Abstract

– Due to the ongoing miniaturization of electronic products and the use of miniature printed circuit boards (PCBs), existing AI-based defect detection methods have exhibited poor performance in detecting tiny PCB defects. This issue can potentially compromise safety, degrade manufacturing quality, and increase production costs. To tackle this problem, we propose two novel techniques for PCB defect detection, namely Selective Feature Attention (SF attention) and Pixel Shuffle Pyramid (PSPyramid). SF attention identifies important features from a pyramid feature map to fuse the semantic and spatial information, while PSPyramid effectively fuses semantic features to detect various types of defects on PCBs, especially tiny defects. Moreover, a customized training strategy, specifically for PCB defect detection, is devised. To evaluate the performance of our proposed algorithms, extensive experiments have been conducted on two well-known PCB datasets containing tiny defects: the DeepPCB and TDD datasets.
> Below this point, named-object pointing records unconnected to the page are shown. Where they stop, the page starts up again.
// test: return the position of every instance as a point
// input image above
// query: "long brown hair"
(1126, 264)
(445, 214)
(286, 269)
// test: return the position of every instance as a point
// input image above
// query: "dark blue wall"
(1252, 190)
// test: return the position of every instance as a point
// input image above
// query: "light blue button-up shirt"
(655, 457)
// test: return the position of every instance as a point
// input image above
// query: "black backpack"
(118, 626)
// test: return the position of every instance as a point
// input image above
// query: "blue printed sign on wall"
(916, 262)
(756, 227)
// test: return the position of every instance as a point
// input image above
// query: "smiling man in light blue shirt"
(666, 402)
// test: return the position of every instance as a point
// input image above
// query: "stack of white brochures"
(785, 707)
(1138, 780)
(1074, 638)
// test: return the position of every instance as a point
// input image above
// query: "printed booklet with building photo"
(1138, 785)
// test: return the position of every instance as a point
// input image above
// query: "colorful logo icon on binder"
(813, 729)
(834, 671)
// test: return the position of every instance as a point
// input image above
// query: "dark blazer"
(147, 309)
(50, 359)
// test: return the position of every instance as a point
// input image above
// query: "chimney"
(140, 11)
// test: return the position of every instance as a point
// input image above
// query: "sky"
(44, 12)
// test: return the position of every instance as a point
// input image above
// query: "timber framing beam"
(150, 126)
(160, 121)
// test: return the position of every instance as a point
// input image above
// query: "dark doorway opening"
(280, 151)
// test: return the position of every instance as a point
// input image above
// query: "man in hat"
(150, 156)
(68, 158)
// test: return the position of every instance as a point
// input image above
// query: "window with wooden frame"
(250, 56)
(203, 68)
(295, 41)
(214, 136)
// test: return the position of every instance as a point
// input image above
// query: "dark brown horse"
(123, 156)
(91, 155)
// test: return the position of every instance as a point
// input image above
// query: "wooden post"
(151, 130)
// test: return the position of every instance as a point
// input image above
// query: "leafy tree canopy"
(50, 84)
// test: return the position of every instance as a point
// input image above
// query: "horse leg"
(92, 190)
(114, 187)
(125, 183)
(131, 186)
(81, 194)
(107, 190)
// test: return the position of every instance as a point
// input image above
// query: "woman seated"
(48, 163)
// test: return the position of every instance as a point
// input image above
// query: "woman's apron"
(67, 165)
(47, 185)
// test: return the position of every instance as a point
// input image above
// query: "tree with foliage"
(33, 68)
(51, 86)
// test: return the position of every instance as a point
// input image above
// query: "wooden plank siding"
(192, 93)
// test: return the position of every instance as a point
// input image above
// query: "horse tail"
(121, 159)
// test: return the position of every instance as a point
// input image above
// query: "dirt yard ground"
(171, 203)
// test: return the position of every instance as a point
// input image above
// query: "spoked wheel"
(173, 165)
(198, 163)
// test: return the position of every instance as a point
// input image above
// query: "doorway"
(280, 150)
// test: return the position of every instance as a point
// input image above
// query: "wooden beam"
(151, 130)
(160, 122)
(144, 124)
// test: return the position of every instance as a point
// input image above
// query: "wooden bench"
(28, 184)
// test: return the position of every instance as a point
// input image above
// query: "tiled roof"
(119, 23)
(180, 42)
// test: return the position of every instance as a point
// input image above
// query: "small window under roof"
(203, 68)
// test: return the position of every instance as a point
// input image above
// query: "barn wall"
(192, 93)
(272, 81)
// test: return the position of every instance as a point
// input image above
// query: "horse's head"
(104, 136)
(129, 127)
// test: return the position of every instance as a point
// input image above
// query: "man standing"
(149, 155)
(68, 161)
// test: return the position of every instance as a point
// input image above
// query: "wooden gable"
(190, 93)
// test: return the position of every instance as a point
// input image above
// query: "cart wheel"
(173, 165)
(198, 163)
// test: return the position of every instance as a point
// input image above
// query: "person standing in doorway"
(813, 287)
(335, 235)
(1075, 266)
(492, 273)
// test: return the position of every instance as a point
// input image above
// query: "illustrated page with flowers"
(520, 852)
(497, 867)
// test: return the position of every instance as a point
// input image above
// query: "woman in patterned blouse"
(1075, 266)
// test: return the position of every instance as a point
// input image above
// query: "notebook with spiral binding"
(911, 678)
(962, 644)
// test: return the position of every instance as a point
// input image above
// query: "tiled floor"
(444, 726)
Our proposed non-referential method achieves performance comparable to existing referential methods on the DeepPCB dataset, making it more feasible for industrial applications. Compared to state-of-the-art methods, our method reduces the error by 16%, in terms of AP50, on the TDD dataset. The experimental results demonstrate the effectiveness of our proposed method in improving the quality assurance process for PCBs in the electronics industry.